- Countries: Spain
- Number of teams: 8
- Date: 27 January 2013 – 17 March 2013
- Champions: INEF Barcelona (10th title)
- Runners-up: Olímpico de Pozuelo
- Relegated: Gòtics RC
- Matches played: 28

= 2012–13 División de Honor Femenina de Rugby =

The 2012–13 División de Honor Femenina de Rugby was the 3rd season of the División de Honor, the top flight of Spanish domestic women's rugby union competition. The reigning champions entering the season where INEF Barcelona who claimed their 9th title after winning all their matches in the previous edition.

INEF Barcelona won all their matches, and the championship, which was their 10th national title.

== Teams ==

Eight teams competed in the league – the top seven teams from the previous season and Gòtics RC who were promoted as champions of the promotion regional tournament.

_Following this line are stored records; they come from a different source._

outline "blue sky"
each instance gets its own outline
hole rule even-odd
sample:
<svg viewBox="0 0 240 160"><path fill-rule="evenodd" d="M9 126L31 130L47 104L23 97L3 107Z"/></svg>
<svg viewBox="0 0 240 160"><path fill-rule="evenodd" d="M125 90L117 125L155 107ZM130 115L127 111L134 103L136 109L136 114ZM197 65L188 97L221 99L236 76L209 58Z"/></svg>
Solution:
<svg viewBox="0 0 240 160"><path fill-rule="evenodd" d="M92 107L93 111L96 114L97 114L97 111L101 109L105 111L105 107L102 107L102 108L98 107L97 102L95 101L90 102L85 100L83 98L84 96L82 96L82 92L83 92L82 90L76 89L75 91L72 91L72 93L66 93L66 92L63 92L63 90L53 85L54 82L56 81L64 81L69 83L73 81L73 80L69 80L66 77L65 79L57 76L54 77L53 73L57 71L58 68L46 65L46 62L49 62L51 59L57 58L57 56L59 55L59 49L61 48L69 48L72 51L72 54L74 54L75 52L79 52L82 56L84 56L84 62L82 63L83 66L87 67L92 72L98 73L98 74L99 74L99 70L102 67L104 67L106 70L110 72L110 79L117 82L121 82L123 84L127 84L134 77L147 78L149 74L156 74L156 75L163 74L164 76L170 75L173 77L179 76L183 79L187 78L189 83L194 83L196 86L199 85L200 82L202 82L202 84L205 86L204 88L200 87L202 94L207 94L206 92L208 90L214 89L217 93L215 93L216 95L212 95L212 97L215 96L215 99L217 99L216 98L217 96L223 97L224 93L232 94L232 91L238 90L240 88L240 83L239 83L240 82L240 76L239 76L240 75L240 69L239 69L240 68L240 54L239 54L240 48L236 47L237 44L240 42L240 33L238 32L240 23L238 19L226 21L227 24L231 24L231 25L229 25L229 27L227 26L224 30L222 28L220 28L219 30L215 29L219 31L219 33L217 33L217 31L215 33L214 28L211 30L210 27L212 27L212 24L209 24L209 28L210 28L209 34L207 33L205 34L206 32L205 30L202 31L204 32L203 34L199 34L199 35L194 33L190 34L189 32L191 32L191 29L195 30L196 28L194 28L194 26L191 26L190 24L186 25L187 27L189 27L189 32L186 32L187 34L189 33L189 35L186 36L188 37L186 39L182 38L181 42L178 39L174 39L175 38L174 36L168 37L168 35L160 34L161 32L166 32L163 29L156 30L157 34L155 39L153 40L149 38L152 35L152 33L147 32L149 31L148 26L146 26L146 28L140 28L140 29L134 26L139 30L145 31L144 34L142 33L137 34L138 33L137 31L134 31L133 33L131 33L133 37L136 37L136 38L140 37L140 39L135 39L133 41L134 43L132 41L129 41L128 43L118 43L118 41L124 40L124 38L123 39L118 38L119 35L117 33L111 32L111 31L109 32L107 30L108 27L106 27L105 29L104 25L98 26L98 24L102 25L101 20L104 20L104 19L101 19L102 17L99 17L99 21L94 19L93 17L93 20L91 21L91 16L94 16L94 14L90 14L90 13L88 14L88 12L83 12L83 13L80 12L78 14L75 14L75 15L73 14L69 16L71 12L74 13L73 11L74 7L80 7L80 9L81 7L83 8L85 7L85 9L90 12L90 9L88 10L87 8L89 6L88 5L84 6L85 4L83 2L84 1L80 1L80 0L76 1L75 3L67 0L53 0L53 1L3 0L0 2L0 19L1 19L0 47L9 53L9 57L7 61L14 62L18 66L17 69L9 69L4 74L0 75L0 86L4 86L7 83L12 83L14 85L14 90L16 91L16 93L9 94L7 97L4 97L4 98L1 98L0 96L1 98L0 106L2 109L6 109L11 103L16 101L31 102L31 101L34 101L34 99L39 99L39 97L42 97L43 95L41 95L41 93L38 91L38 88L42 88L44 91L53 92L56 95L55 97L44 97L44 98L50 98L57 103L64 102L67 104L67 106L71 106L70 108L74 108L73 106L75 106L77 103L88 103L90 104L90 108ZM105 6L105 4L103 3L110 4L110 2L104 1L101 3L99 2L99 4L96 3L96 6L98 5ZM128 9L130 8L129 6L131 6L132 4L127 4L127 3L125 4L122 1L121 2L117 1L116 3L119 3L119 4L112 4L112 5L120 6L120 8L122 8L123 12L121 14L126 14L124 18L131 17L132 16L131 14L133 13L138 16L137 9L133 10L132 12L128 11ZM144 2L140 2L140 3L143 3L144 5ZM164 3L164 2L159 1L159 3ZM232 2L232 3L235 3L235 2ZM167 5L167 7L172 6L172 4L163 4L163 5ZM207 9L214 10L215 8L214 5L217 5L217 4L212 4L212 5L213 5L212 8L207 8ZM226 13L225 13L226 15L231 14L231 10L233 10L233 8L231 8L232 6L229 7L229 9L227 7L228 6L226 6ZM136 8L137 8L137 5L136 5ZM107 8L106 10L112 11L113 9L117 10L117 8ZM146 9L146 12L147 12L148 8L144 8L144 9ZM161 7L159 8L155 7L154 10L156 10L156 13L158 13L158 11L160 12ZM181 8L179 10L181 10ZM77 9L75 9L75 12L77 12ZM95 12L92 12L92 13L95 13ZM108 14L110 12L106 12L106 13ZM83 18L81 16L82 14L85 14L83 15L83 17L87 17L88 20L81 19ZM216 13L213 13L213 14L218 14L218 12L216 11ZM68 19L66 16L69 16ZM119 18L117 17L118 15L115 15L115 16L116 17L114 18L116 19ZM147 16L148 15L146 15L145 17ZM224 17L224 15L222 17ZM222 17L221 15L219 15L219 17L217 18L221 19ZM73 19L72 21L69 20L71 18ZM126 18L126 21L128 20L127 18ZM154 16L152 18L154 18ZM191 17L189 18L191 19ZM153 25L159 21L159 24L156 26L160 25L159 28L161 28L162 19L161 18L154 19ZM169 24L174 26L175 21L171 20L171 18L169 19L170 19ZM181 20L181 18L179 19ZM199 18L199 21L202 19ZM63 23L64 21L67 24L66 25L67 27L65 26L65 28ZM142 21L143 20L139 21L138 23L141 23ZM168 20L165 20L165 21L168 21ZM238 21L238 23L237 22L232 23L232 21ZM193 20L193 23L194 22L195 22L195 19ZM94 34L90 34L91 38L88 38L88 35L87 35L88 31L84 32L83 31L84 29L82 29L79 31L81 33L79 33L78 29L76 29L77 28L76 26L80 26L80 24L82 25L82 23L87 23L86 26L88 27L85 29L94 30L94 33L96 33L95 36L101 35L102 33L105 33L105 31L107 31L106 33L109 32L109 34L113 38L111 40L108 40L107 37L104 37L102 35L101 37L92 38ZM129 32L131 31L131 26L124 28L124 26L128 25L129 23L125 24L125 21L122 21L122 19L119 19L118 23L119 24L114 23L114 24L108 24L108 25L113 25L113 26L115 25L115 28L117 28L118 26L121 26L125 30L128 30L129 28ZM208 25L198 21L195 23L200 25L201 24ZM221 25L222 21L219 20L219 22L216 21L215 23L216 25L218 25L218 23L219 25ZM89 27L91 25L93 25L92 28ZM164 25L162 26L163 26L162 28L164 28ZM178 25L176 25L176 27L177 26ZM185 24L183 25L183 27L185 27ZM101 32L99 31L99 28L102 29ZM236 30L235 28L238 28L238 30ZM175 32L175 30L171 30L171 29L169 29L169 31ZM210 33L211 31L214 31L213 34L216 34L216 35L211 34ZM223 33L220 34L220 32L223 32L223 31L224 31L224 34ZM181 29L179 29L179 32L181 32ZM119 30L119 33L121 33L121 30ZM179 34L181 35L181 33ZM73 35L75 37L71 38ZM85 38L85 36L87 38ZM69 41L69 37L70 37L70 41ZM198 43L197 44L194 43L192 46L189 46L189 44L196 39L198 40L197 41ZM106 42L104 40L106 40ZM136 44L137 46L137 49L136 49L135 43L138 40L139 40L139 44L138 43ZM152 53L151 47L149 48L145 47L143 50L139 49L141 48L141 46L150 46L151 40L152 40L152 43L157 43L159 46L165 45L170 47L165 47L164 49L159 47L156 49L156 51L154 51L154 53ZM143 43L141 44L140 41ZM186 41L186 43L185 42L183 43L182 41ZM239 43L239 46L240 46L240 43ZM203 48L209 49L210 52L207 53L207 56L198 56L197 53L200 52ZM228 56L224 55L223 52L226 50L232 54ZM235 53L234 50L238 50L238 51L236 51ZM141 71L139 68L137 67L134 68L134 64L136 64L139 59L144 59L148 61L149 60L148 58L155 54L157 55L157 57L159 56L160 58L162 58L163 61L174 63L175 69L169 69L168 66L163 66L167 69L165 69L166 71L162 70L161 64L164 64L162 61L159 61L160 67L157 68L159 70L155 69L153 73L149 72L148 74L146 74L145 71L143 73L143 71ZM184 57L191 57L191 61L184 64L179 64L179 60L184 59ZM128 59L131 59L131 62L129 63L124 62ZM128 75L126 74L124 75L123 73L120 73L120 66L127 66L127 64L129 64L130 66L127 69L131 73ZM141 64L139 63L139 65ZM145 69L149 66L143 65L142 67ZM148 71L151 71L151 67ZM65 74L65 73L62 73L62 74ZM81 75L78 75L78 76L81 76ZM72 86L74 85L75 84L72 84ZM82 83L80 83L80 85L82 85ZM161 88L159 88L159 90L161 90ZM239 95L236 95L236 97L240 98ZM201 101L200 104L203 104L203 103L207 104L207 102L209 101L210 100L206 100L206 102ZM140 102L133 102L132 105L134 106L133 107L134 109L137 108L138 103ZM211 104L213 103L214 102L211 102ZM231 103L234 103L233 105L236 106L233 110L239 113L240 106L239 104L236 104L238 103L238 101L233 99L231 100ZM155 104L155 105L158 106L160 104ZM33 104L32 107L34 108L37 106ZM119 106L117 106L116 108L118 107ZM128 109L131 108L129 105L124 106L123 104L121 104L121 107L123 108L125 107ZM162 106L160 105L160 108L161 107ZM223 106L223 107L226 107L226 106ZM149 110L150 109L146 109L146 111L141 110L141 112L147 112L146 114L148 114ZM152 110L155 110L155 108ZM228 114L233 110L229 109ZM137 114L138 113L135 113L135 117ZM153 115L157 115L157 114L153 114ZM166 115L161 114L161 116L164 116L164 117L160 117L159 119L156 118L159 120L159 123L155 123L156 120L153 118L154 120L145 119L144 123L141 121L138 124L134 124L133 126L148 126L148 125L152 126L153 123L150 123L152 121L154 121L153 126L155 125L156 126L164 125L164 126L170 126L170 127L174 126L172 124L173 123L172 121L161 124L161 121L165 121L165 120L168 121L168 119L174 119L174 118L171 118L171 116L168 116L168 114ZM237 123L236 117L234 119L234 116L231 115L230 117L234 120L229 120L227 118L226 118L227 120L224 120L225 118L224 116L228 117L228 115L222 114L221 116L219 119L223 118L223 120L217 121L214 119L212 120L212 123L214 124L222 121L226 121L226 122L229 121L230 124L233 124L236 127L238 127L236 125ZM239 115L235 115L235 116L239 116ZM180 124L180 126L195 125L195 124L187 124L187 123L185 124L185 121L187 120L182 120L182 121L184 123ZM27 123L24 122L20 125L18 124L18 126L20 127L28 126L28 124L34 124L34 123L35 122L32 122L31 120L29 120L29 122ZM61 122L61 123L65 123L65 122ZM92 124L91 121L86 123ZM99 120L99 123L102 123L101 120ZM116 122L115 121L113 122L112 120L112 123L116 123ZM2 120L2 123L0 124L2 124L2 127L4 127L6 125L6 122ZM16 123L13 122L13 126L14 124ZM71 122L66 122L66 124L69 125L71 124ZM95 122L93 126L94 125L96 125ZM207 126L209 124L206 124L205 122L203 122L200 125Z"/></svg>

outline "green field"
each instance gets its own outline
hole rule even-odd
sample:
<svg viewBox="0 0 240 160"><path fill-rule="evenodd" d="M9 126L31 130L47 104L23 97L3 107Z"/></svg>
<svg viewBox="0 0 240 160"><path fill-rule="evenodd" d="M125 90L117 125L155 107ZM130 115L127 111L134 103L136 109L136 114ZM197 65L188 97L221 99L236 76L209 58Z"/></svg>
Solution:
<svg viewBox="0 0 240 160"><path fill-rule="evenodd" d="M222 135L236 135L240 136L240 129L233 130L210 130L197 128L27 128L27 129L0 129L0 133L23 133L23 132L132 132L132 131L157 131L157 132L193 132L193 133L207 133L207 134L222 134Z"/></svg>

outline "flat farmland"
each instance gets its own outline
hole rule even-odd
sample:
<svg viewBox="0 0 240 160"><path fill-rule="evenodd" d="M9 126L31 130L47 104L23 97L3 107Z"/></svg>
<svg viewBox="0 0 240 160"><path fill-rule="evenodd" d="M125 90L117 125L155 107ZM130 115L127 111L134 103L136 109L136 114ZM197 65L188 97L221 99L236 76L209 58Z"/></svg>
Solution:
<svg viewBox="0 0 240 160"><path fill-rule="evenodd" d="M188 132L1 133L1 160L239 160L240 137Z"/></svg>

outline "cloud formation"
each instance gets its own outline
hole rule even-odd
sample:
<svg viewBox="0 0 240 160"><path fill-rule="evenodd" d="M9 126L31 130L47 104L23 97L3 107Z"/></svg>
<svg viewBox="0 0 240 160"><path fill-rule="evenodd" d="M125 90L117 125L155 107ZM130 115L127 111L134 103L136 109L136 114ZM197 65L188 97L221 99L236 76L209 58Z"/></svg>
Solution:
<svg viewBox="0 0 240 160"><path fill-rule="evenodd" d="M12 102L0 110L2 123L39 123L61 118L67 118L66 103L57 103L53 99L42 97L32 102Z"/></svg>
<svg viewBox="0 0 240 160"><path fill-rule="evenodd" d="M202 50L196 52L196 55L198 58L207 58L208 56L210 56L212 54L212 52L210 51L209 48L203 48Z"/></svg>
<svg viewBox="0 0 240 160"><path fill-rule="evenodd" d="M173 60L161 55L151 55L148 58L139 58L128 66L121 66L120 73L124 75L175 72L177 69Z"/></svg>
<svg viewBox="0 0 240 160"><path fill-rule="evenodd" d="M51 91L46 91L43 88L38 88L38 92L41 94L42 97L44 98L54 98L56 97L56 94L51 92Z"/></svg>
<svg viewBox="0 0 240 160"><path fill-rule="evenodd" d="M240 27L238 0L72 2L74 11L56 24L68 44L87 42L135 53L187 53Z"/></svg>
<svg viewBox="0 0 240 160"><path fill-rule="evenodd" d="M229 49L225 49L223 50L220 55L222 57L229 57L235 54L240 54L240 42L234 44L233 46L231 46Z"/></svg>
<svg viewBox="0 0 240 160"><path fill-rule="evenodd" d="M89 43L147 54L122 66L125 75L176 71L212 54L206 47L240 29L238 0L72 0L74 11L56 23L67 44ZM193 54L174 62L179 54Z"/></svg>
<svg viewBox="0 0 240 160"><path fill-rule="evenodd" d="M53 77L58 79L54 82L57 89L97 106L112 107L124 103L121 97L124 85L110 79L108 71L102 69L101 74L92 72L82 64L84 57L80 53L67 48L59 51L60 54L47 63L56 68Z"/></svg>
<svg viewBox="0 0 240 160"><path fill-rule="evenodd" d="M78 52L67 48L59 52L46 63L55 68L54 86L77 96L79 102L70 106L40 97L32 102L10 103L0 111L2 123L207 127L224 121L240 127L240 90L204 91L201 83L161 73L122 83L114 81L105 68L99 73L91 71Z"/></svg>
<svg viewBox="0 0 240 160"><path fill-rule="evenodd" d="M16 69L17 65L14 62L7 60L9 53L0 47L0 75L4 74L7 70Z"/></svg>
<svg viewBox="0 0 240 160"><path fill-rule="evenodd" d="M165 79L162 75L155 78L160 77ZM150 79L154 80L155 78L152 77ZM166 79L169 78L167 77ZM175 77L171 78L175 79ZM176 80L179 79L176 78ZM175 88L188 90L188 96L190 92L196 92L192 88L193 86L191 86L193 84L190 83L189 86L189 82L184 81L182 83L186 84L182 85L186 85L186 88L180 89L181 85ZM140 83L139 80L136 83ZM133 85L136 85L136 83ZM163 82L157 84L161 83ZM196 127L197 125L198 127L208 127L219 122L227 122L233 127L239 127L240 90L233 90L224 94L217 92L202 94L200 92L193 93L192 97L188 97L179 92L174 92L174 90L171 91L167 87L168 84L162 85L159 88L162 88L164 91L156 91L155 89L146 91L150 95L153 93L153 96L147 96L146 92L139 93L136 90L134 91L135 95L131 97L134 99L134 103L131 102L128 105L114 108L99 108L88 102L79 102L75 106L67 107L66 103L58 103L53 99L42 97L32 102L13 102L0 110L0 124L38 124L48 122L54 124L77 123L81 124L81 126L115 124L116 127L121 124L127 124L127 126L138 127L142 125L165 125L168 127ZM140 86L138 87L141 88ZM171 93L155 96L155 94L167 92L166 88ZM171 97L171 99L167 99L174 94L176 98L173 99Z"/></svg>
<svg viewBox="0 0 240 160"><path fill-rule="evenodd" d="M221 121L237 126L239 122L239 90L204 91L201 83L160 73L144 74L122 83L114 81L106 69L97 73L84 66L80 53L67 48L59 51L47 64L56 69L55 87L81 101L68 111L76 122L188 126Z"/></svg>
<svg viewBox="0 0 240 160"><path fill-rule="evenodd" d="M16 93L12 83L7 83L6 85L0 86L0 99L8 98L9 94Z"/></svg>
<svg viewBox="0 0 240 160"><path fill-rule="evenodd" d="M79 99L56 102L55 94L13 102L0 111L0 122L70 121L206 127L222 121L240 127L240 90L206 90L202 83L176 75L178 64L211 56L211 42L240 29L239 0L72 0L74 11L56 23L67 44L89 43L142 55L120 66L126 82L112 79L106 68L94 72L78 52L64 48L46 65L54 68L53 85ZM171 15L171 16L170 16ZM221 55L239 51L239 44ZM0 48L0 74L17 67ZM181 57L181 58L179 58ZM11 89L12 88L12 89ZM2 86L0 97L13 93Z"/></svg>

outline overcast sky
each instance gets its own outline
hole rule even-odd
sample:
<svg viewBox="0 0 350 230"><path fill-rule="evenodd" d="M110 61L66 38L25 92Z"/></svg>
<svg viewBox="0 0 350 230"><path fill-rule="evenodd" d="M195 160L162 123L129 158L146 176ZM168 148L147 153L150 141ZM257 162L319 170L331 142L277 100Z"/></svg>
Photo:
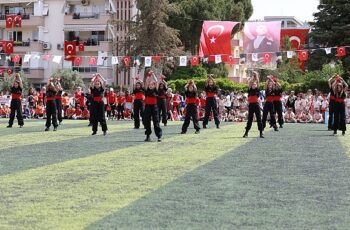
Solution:
<svg viewBox="0 0 350 230"><path fill-rule="evenodd" d="M252 0L254 7L250 20L264 16L295 16L301 21L312 21L319 0Z"/></svg>

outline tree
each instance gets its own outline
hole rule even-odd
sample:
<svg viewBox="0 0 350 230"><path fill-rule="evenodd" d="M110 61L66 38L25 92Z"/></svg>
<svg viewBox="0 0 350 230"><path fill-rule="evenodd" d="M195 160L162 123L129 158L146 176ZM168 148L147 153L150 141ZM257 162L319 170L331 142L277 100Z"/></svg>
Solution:
<svg viewBox="0 0 350 230"><path fill-rule="evenodd" d="M318 6L319 12L315 13L315 20L311 22L312 41L320 47L337 47L350 44L350 0L324 0ZM349 53L350 50L347 49ZM350 57L337 58L335 51L332 55L325 52L315 52L308 63L310 69L321 69L332 60L340 61L345 71L344 77L350 76ZM311 61L312 60L312 61Z"/></svg>
<svg viewBox="0 0 350 230"><path fill-rule="evenodd" d="M168 0L139 0L137 8L140 13L131 30L131 36L135 38L135 54L179 54L179 33L167 25L169 14L178 11L176 5L170 4Z"/></svg>
<svg viewBox="0 0 350 230"><path fill-rule="evenodd" d="M26 74L23 71L19 72L19 74L21 75L22 82L23 82L23 92L25 92L29 88L28 78L27 78ZM11 74L11 75L9 75L7 73L4 74L4 78L0 82L1 91L4 91L4 92L5 91L10 91L10 89L11 89L11 87L13 85L13 81L14 81L13 76L14 76L14 74Z"/></svg>
<svg viewBox="0 0 350 230"><path fill-rule="evenodd" d="M180 31L186 50L198 52L204 20L244 23L253 13L251 0L170 0L179 12L170 15L169 24Z"/></svg>
<svg viewBox="0 0 350 230"><path fill-rule="evenodd" d="M74 91L78 86L84 87L84 81L81 79L79 72L71 69L56 70L51 77L59 76L61 85L65 91Z"/></svg>

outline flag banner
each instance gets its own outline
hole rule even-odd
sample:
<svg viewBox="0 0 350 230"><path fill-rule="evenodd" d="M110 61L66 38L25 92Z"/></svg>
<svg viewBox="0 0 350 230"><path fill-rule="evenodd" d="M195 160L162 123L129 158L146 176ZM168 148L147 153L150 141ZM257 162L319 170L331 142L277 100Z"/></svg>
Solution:
<svg viewBox="0 0 350 230"><path fill-rule="evenodd" d="M258 57L257 53L252 54L252 61L254 61L254 62L259 61L259 57Z"/></svg>
<svg viewBox="0 0 350 230"><path fill-rule="evenodd" d="M294 57L294 51L287 51L287 58L291 59Z"/></svg>
<svg viewBox="0 0 350 230"><path fill-rule="evenodd" d="M344 57L346 55L346 50L344 46L340 46L337 48L337 56Z"/></svg>
<svg viewBox="0 0 350 230"><path fill-rule="evenodd" d="M62 56L54 56L52 59L52 61L57 63L57 64L60 64L61 60L62 60Z"/></svg>
<svg viewBox="0 0 350 230"><path fill-rule="evenodd" d="M32 55L30 55L30 54L24 55L23 62L24 62L24 63L28 63L29 60L30 60L30 58L31 58L31 56L32 56Z"/></svg>
<svg viewBox="0 0 350 230"><path fill-rule="evenodd" d="M198 56L193 56L191 58L191 66L194 67L194 66L198 66L199 65L199 57Z"/></svg>
<svg viewBox="0 0 350 230"><path fill-rule="evenodd" d="M215 55L215 64L219 64L222 62L221 55Z"/></svg>
<svg viewBox="0 0 350 230"><path fill-rule="evenodd" d="M187 66L187 56L180 56L179 66Z"/></svg>
<svg viewBox="0 0 350 230"><path fill-rule="evenodd" d="M281 22L247 22L244 26L244 53L278 52Z"/></svg>
<svg viewBox="0 0 350 230"><path fill-rule="evenodd" d="M145 67L151 67L152 66L152 57L147 56L145 57Z"/></svg>
<svg viewBox="0 0 350 230"><path fill-rule="evenodd" d="M326 54L331 54L332 53L332 48L325 48Z"/></svg>
<svg viewBox="0 0 350 230"><path fill-rule="evenodd" d="M287 37L290 41L291 47L293 49L302 49L307 43L307 37L310 29L300 28L300 29L282 29L281 30L281 47L283 47L283 41ZM283 47L285 48L285 47Z"/></svg>
<svg viewBox="0 0 350 230"><path fill-rule="evenodd" d="M204 21L199 56L231 55L231 33L238 22Z"/></svg>
<svg viewBox="0 0 350 230"><path fill-rule="evenodd" d="M119 64L119 60L117 56L113 56L112 57L112 65L118 65Z"/></svg>

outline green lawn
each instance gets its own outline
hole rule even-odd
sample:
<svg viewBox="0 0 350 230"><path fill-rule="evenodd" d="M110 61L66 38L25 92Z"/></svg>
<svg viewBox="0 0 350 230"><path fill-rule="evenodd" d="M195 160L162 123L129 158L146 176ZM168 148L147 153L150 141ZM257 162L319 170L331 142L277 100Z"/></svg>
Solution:
<svg viewBox="0 0 350 230"><path fill-rule="evenodd" d="M109 122L107 137L86 121L0 123L0 229L350 226L349 138L324 125L243 139L244 124L180 135L171 122L145 143L131 122Z"/></svg>

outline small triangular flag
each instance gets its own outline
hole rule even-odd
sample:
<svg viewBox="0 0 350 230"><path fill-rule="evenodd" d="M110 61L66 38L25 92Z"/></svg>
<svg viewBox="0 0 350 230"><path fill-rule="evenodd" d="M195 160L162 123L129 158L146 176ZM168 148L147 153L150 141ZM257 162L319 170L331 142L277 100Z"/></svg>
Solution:
<svg viewBox="0 0 350 230"><path fill-rule="evenodd" d="M152 57L147 56L145 57L145 67L151 67L152 66Z"/></svg>
<svg viewBox="0 0 350 230"><path fill-rule="evenodd" d="M215 64L219 64L222 62L221 55L215 55Z"/></svg>
<svg viewBox="0 0 350 230"><path fill-rule="evenodd" d="M258 58L258 54L257 53L253 53L252 54L252 61L259 61L259 58Z"/></svg>
<svg viewBox="0 0 350 230"><path fill-rule="evenodd" d="M118 65L119 64L119 60L117 56L113 56L112 57L112 65Z"/></svg>
<svg viewBox="0 0 350 230"><path fill-rule="evenodd" d="M326 54L332 53L332 48L325 48L324 50L326 51Z"/></svg>
<svg viewBox="0 0 350 230"><path fill-rule="evenodd" d="M294 56L294 51L287 51L287 58L291 59Z"/></svg>

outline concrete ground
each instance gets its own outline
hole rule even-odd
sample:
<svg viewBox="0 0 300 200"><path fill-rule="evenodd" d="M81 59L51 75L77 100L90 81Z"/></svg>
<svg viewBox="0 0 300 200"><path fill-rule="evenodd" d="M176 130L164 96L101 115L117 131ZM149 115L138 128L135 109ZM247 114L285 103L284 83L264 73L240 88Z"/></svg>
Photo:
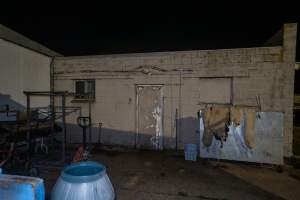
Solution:
<svg viewBox="0 0 300 200"><path fill-rule="evenodd" d="M272 168L185 161L174 153L94 151L107 167L118 200L299 199L300 181ZM49 193L60 169L41 170Z"/></svg>

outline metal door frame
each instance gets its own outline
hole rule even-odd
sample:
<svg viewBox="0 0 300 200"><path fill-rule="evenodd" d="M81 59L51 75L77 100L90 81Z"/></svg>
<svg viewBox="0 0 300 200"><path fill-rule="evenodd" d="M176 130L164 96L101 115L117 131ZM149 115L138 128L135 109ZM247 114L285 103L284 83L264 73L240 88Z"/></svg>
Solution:
<svg viewBox="0 0 300 200"><path fill-rule="evenodd" d="M138 98L138 87L160 87L160 105L161 105L161 137L162 137L162 142L160 144L161 148L158 148L156 150L163 150L164 148L164 141L163 141L163 136L164 136L164 84L135 84L135 148L138 149L138 136L139 136L139 98Z"/></svg>

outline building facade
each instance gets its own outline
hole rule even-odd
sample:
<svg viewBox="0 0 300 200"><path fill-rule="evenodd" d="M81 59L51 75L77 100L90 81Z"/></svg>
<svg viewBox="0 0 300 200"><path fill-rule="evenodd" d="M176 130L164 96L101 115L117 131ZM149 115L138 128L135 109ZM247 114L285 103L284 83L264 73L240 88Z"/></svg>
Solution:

| Team | Head coach | Stadium | City |
|---|---|---|---|
| Bizkarians | Aitor Mezo | Polideportivo Fadura | Getxo |
| Complutense Cisneros | Jaime Marina | Campo Central CIU | Madrid |
| CRAT Universidade da Coruña | Rogelio Sabio Javier Lista | Elviña | A Coruña |
| G.E.i.E.G. | Coral Vila | Complex Esportiu Palau Sacosta | Girona |
| Gòtics RC | Eva Serra | La Foixarda | Barcelona |
| INEF Barcelona | Meritxell Urbiola | Feixa Llarga | L'Hospitalet de Llobregat |
| Majadahonda | Carmen Blanco | Valle del Arcipreste | Majadahonda |
| Olímpico de Pozuelo | Cándido Fernández Rocío Ramírez | Valle de las Cañas | Pozuelo de Alarcón |

== Table ==

| Pos | Team | P | W | D | L | PF | PA | PD | BP | Pts |
| 1 | INEF Barcelona | 7 | 7 | 0 | 0 | 314 | 57 | 257 | 5 | 33 |
| 2 | Olímpico de Pozuelo | 7 | 6 | 0 | 1 | 317 | 73 | 244 | 7 | 31 |
| 3 | CRAT Universidade da Coruña | 7 | 5 | 0 | 2 | 306 | 83 | 223 | 5 | 25 |
| 4 | Complutense Cisneros | 7 | 4 | 0 | 3 | 181 | 160 | 21 | 4 | 20 |
| 5 | Majadahonda | 7 | 2 | 0 | 5 | 115 | 267 | -152 | 3 | 11 |
| 6 | Bizkarians | 7 | 2 | 0 | 5 | 96 | 219 | -123 | 2 | 10 |
| 7 | G.E.i.E.G. | 7 | 2 | 0 | 5 | 113 | 262 | -149 | 2 | 10 |
| 8 | Gòtics RC | 7 | 0 | 0 | 7 | 36 | 357 | -321 | 1 | 1 |
Second to last plays a relegation playoff against Honor Division B runner-up. Last placed plays a relegation playoff against Honor Division B winner.